I work at a Honda-Volvo-Subaru dealership. Many of my friends do not wish to own one of those brands. I understand and forgive them for it anyway. They often ask me afterward if they got a good deal on whatever car they bought.
I will simply ask them four questions: Do you like the car you bought? Do you like the dealership? Do you like the salesperson? Does the vehicle fit your budget? If they answered yes to 3 out of 4 then they got a good deal.
Any person can use Internet guides such as Kelly Blue Book, Cars Direct, Vehix or Edmunds to look car values. These guides will tell a person what they should pay for a new or pre-owned vehicle. They can also let a consumer know a value for their trade-in. If someone looks up the same car on both guides, there may be several hundred to thousands of dollars difference between them. Is one guide better than any other guide? There is no perfect guide and no guarantee any guide will be 100% accurate.

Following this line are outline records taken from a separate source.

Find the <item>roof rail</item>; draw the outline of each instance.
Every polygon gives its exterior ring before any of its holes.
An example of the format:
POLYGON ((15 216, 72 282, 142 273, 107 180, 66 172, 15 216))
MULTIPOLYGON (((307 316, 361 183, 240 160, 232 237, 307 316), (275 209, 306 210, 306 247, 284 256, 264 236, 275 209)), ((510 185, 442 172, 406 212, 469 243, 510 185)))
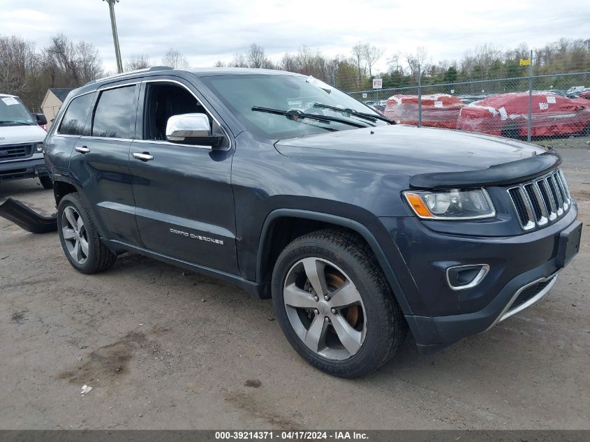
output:
POLYGON ((103 77, 102 78, 97 78, 96 80, 91 80, 89 82, 86 83, 84 86, 87 84, 92 84, 93 83, 96 83, 98 82, 104 81, 105 80, 112 80, 113 78, 119 78, 120 77, 126 77, 128 75, 133 75, 136 73, 140 73, 142 72, 155 72, 156 71, 170 71, 173 69, 170 66, 152 66, 151 68, 145 68, 143 69, 137 69, 135 71, 130 71, 129 72, 123 72, 121 73, 115 74, 114 75, 109 75, 108 77, 103 77))

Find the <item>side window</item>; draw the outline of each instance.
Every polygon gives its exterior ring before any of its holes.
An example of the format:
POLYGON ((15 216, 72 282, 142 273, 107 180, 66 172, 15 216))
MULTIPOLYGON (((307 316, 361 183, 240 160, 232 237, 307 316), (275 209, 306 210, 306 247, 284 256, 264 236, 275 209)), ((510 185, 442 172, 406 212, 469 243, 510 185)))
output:
POLYGON ((135 85, 107 89, 101 92, 92 119, 94 137, 132 138, 131 121, 135 85))
POLYGON ((214 133, 223 131, 186 89, 163 82, 147 83, 144 106, 143 139, 166 140, 166 124, 172 115, 202 113, 209 117, 214 133))
POLYGON ((70 102, 66 110, 58 133, 63 135, 88 135, 86 119, 92 104, 94 94, 76 97, 70 102))

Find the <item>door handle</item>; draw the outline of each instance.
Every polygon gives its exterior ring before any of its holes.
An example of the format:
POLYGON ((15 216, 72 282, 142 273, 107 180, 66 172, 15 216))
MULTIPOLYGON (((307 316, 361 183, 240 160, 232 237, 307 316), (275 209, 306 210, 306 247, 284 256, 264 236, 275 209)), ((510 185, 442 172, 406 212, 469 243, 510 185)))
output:
POLYGON ((154 156, 150 155, 149 152, 133 152, 133 158, 142 161, 149 161, 154 159, 154 156))

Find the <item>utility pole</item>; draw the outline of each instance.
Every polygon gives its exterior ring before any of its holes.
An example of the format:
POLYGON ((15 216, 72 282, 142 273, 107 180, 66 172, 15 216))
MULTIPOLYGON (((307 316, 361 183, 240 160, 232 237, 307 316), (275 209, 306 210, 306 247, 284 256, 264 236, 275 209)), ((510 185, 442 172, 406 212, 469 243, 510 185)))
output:
POLYGON ((119 73, 123 72, 123 64, 121 62, 121 50, 119 48, 119 35, 117 34, 117 22, 115 20, 115 3, 119 0, 103 0, 109 4, 110 12, 110 26, 112 28, 112 42, 115 43, 115 57, 117 59, 117 71, 119 73))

If Edmunds states a consumer should get a $2,000 discount on a red Chevy Camaro with leather, but a dealer only has one left in stock, the dealer will not give a discount anything close to that. All pricing at all dealerships is a matter of supply and demand. The guides are only guides and they do not have the ability to actually sell anyone a car. Again, they are only guides not dealerships. The best price on a guide may not be valid but just be an attempt to get more hits in order to increase their advertising money.